462 Views Asked by At

I am making my own DEFLATE compressor, which already beats ZLIB library almost every time.

In DEFLATE format (LZ77), the data stream either contains a Byte literal, or a Back-reference saying, that we should copy a byte sequence from previous decoded bytes. Compressors usually perform LZ77 (find back-references - as many as possible) and then, build a huffman tree and compress that byte/reference stream.

There could be an extreme case: a reference for 3 same bytes, the length is encoded by 15 bits, the distance by 15+13 bits, while the encoded byte is just 1 bit in our huffman tree. The difference is 43 vs. 3 bits. Using the reference made the output 14x larger, than encoding bytes directly.

My problem is following: I have a 10,097,918 B text file. ZLIB covers 9,089,334 B by references in its LZ77, while my compressor covers 9,305,056 B. So I guess I can say that my LZ77 is better.

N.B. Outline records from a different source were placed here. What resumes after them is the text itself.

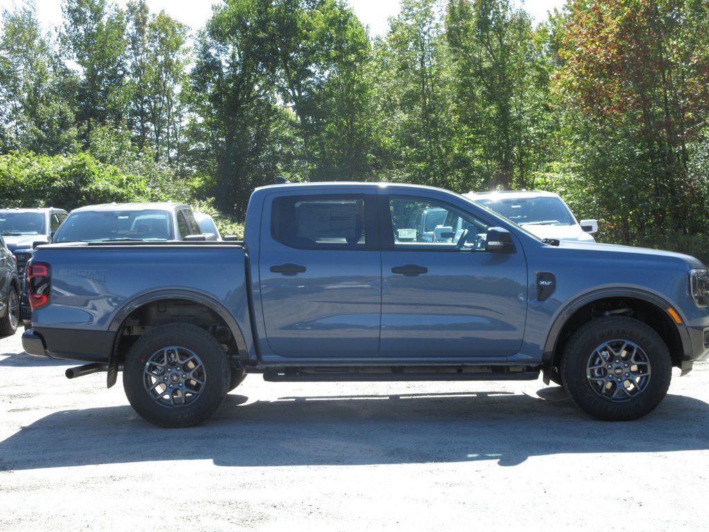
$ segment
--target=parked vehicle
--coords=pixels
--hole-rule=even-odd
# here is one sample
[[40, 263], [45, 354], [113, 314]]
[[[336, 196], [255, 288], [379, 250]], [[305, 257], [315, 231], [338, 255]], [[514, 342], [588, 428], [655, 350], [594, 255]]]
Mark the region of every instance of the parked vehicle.
[[0, 234], [15, 254], [20, 279], [32, 257], [35, 243], [46, 243], [67, 217], [67, 211], [56, 207], [0, 209]]
[[[214, 235], [218, 240], [222, 240], [219, 229], [217, 228], [216, 224], [208, 214], [205, 214], [203, 212], [196, 212], [194, 213], [194, 219], [197, 221], [199, 230], [202, 233], [206, 235]], [[211, 239], [209, 238], [208, 240]]]
[[576, 221], [557, 194], [542, 191], [469, 192], [467, 197], [491, 209], [540, 238], [594, 242], [597, 220]]
[[8, 336], [17, 331], [21, 289], [17, 261], [0, 235], [0, 336]]
[[[444, 241], [410, 226], [421, 208], [446, 211]], [[37, 248], [28, 279], [26, 351], [88, 362], [67, 376], [106, 371], [109, 387], [123, 370], [133, 407], [168, 427], [209, 417], [250, 372], [541, 373], [593, 416], [634, 419], [660, 404], [673, 366], [683, 375], [709, 353], [709, 274], [698, 260], [542, 241], [428, 187], [264, 187], [243, 243], [51, 244]]]
[[172, 201], [111, 203], [75, 209], [52, 242], [216, 240], [202, 233], [189, 205]]
[[26, 326], [29, 325], [30, 311], [25, 287], [25, 269], [32, 258], [33, 247], [49, 242], [67, 216], [66, 211], [56, 207], [0, 209], [0, 234], [17, 262], [20, 315]]

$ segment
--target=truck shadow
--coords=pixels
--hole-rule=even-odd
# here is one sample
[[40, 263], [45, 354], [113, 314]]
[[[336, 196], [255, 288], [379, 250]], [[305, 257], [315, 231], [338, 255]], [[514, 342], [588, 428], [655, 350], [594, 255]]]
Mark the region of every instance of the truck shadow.
[[509, 392], [284, 397], [233, 394], [206, 422], [162, 429], [128, 406], [64, 411], [0, 442], [0, 470], [208, 459], [224, 467], [497, 460], [709, 448], [709, 404], [668, 395], [652, 414], [608, 423], [560, 388]]

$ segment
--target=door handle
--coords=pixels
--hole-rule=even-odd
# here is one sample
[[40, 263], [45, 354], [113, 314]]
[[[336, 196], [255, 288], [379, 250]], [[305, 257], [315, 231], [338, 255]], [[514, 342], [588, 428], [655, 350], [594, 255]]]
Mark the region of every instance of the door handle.
[[306, 271], [306, 267], [293, 262], [286, 262], [279, 266], [272, 266], [271, 271], [273, 273], [282, 273], [284, 275], [296, 275]]
[[411, 277], [422, 273], [428, 273], [428, 268], [419, 266], [418, 264], [407, 264], [404, 266], [394, 266], [391, 268], [391, 273], [401, 273], [407, 277]]

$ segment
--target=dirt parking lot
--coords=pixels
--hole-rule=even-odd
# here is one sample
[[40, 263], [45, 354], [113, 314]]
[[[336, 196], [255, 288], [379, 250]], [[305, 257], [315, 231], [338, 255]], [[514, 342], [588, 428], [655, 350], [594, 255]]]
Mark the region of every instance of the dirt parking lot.
[[264, 382], [143, 421], [0, 339], [0, 531], [709, 530], [709, 364], [631, 423], [542, 381]]

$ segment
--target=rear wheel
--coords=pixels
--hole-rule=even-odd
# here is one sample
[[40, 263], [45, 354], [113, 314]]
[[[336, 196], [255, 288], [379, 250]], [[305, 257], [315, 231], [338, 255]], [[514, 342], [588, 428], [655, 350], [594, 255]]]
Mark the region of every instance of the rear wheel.
[[17, 331], [17, 324], [20, 321], [20, 298], [14, 287], [10, 287], [7, 294], [6, 311], [5, 316], [0, 318], [0, 334], [9, 336]]
[[574, 401], [599, 419], [627, 421], [652, 411], [669, 388], [666, 345], [650, 327], [625, 316], [593, 320], [571, 337], [562, 380]]
[[169, 323], [142, 336], [128, 352], [123, 388], [141, 417], [162, 427], [187, 427], [221, 404], [230, 380], [221, 345], [194, 325]]

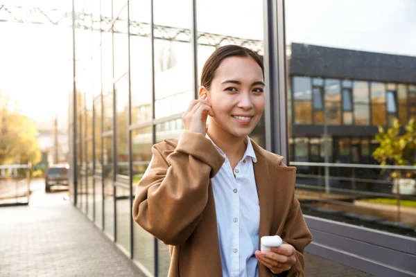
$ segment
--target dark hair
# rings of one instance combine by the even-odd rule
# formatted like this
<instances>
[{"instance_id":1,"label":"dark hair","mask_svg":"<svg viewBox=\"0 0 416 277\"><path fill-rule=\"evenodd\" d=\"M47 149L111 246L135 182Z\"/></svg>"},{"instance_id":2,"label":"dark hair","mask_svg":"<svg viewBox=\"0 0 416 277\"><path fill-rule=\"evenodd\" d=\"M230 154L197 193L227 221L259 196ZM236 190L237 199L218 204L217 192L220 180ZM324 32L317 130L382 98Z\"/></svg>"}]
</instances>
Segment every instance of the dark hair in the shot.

But ZLIB gives a 1,329,309 B file, while my program gives a 1,381,153 B file (both build an optimal Huffman tree). So a better LZ77 leads to a worse Huffman encoding. Is there any research about Huffman-friendly LZ77?

1

There are 1 best solutions below

4
On

It's a hard problem, since you only know the bit costs associated with these decisions after making all decisions whether to take the literal or the back-reference. But you could iterate and use the costs from the previous run to make these decisions while re-encoding, several times, until you're happy with the result.

This is one of the things Zopfli does to get better compression ratios while keeping the DEFLATE format, in addition to using a shortest-path approach instead of greedy decisions.